Re: Naming of functional ASCII characters in Unicode

From: Antoine Leca (Antoine.Leca@renault.fr)
Date: Tue Jun 06 2000 - 05:01:14 EDT


Bernd Warken wrote:
>
> The Unicode ASCII range U+00-7F still shows elements of the out-dated
> glyph approach instead of the intended character abstraction.

Probably, but I believe that backward compatibility greatly overfits
the intellectual construction.

 
> Historically, the 7-bits ASCII characters were used for databases and
> programming languages.

If "databases" includes any form of Latin text, yes.

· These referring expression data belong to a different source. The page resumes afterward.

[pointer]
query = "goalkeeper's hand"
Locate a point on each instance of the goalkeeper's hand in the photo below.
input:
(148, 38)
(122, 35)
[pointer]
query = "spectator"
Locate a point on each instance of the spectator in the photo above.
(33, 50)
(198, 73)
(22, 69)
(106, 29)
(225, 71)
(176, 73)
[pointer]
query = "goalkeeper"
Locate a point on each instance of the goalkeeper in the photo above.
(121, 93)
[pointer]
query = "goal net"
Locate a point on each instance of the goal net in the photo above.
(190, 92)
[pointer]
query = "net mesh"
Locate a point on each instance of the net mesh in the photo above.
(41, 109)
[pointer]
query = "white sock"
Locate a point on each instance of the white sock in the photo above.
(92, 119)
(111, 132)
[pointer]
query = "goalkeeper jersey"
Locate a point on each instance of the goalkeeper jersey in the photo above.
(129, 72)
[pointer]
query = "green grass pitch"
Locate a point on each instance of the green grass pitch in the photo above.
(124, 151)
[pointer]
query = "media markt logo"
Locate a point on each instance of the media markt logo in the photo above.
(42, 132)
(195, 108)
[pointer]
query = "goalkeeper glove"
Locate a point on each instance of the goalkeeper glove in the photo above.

> In later years, text processing required better representations for
> some of these functional characters.

Yes (we always need "better" in computer technology).

> This led to extensions like the well-known code-pages, ISO character
> standards, and Unicode.

Uh ?

I fail to see the connection between IBM codepages, ISO character sets
standards (to which Unicode can be taken as a variation), which aim
at extending the repertoire used and provide computer ways to use these
extended repertoires, and the requirements for better representations
of Latin text encoded as ASCII?

And if a connection exists, it is really tiny.

 
> So the primary task of the ASCII-7 code is programming, not text
> processing.

Where on earth did you prove that? You stated two sentences ago
that ASCII was used for databases and programming. Now you slip
and completely forget the database way, and even seems to oppose
database and text processing... (if text stored in databases,
as opposed to numbers, are not intended for text processing,
for what are they intended?)

Also, the most widely available programming languages, such as
Fortran, Pascal, C or Java, carefully avoid to refer themselves
to ASCII for the encoding of the sources (using different
techniques). Ada83 did that, but this was seen as a defect,
corrected in Ada95.

> Unfortunately, some names (and glyphs) do not reflect this functional
> meaning.

You will hit a dead horse. This problem is quite known.
ISO 10646 solution for it has been to modify the standard, and
to prefer the notation U+xxxx to represent the name of the
character, instead of the English name (also, ISO 10464 have
to cater with these pesky Frenchies that insist on not using
English everywhere ;-)). I do not know precisely what is Unicode
position on this topic, but if you feel uncomfortable with these
names, please use the U+00XX form, they are completely unambiguous.

And no, the names will not been changed.

 
> This might not seem a big problem today, but there are some long-term
> considerations in some interpreter languages to include wide characters
> in writing program code. At this point, the difference between
> functional characters and printable representations will become crucial.

Please elaborate on the problem you see.

I cater with these English names that looks like completely foreign
when used along with French text, and see no more problem than when
I use / to mean "such as", or an epsilon-like to mean "pertains to"
in mathematical context, or when I use theta to abbreviate "-tion"
when I take notes. These are just conventions, and as such should
been learned and taken as is (furthermore, it is quite clear that they
will not been modified, so time is not wasted is you learn them!)

 
> " U+0022 QUOTATION MARK
<snip>
> Copyleft 2000 by Bernd Warken <bwarken@mayn.de>

Since you mention it, by default, my text is copyrighted. To me.